Im Interview der Woche spricht der Abiturient, der an der Fernhochschule in Potsdam Sportmanagement studiert, über sein erstes Saisontor, den kommenden Gegner und seine persönlichen Ziele.

Am Samstag steigt die Partie beim KSV Hessen Kassel. Mit einem Sieg könntet Ihr den Anschluss an die Spitzengruppe halten. Was für eine Partie erwartest Du, Frederik?

Frederik Rahn: Ich erwarte - wie schon bei unserem 2:1-Sieg in Offenbach - erneut ein Spiel vor zahlreichen Zuschauern. Wir müssen wieder sehr viel Mentalität zeigen und zunächst versuchen, so lange wie möglich die Null zu halten.

Worauf wird es in Kassel besonders ankommen?

Rahn: Wenn wir ähnlich effektiv sind wie zuletzt in Offenbach und in der Defensive gut gegen den Ball arbeiten, bin ich guter Dinge. Wir werden mit Selbstvertrauen, Leidenschaft und großen Willen die Aufgabe annehmen.

Tabellarisch liegt die Eintracht auf Platz sieben. Was ist in dieser Saison möglich?

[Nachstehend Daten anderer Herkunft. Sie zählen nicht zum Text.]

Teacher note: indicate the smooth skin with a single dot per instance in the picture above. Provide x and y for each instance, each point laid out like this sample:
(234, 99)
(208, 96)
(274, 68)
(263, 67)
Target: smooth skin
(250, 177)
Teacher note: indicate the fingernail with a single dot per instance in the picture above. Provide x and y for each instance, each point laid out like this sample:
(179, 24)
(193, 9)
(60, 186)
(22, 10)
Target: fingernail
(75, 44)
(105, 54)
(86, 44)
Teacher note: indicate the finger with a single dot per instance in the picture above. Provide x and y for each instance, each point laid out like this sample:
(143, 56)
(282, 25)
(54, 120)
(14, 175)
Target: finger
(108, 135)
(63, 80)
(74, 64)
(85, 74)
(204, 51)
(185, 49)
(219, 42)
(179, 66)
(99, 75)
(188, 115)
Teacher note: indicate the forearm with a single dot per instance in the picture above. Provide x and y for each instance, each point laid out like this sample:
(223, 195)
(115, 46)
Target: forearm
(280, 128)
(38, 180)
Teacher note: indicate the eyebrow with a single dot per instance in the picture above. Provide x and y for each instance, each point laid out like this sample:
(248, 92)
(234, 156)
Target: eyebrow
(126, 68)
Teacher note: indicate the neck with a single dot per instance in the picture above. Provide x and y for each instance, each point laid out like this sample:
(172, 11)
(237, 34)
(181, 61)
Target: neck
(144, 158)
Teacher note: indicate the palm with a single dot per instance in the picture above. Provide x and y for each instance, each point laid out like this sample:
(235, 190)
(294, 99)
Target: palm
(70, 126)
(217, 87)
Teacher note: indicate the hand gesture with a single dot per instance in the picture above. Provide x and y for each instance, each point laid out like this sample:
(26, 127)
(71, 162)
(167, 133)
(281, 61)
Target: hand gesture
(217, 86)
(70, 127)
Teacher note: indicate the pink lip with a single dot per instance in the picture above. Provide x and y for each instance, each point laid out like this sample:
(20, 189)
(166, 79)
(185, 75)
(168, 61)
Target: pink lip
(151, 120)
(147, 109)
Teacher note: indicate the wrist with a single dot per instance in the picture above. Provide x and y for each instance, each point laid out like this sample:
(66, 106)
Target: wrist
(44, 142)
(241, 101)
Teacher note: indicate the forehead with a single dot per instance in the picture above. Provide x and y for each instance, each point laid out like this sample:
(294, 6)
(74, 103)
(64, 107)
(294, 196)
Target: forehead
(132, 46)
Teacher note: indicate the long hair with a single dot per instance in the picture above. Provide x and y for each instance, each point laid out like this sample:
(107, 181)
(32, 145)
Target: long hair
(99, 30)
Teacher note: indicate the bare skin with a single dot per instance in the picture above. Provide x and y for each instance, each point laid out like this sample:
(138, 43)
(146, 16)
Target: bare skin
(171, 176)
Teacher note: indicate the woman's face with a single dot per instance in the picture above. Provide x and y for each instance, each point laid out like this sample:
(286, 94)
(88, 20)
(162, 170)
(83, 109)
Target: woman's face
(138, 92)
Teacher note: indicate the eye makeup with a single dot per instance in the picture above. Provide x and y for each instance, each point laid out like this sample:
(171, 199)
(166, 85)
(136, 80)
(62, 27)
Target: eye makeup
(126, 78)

Rahn: Der Verein und der Trainer möchten die Entwicklung des Teams vorantreiben. Ich möchte immer das Maximum herausholen, im besten Fall bis zum Schluss oben mitmischen und mit dem SV Eintracht-Trier so viele Siege wie möglich feiern.

In der vorherigen Saison hattest Du noch für den aktuellen Tabellenführer SGV Freiberg Fußball gespielt. Wie kam es zum Wechsel nach Trier?

Rahn: In der letzten Saison hatte ich im Duell mit dem SV Eintracht-Trier eine gute Leistung gezeigt und unter anderem mit einer Torvorlage auf mich aufmerksam gemacht. Daraufhin haben mich Trainer Thomas Klasen und Sportdirektor Daniel Hammel kontaktiert. Die Gespräche waren super, haben mich überzeugt. Daher musste ich nicht lange überlegen.

Welche Gründ sprachen für den SV Eintracht-Trier?

Rahn: Vor der Vertragsunterschrift war ich mit meiner Familie nach Trier gereist, alle waren von der Stadt begeistert. Beim SGV Freiberg Fußball hatte ich nicht so viele Einsatzzeiten, war unzufrieden. Der Verantwortlichen des SV Eintracht-Trier haben mir eine gute Perspektive aufgezeigt.

Im heimischen Stadion ist das Team eine Macht, auswärts habt Ihr dagegen zuletzt mit dem 2:1-Erfolg bei Kickers Offenbach den ersten Dreier geholt. Warum hattet Ihr Euch zuvor auf fremden Plätzen so schwer getan?

Rahn: Wir haben aus meiner Sicht auch auswärts oft nicht schlecht gespielt. Immer wieder brachten uns jedoch individuelle Fehler, die zu Gegentoren geführt hatten, vom Weg ab. Nach dem ersten Auswärtssieg in Offenbach können wir jetzt aber mit einem guten Gefühl nach Kassel fahren, um dort möglichst die nächsten Punkte zu holen.

Was zeichnet die Mannschaft besonders aus?

Rahn: Der Zusammenhalt und die mannschaftliche Geschlossenheit sind bei uns stark ausgeprägt. Zu Beginn der Vorbereitung hatten wir in Luxemburg als Teambuildings-Maßnahme eine Kanu-Tour organisiert, unternehmen nach den Heimspielen auch privat viel zusammen. Bei uns tanzt keiner aus der Reihe, alle ziehen an einem Strang.

Du hast bislang alle Saisonspiele absolviert. An welche Partie erinnerst Du Dich am liebsten?

Rahn: Im Derby gegen den FC 08 Homburg, das wir 2:0 gewonnen hatten, ist mir vor knapp 4.000 Fans mein ersten Regionalliga-Tor gelungen. Der Ball war mir vor die Füße gefallen, ich musste ihn nur noch über die Linie drücken.

Wie sehen Deine persönlichen und sportlichen Ziele aus?

Rahn: Ich möchte mein Studium erfolgreich abschließen und mich sportlich weiter verbessern. In den letzten Jahren habe im mich stetig weiterentwickelt. Ich habe mich im mentalen Bereich gesteigert und versucht, meine Schwächen abzustellen. Wenn ich als Stammspieler weiterhin permanent meine Leistung abrufe, sehe ich gute Chancen, dass ich meinem Traum von einer möglichen Profikarriere noch verwirklichen kann.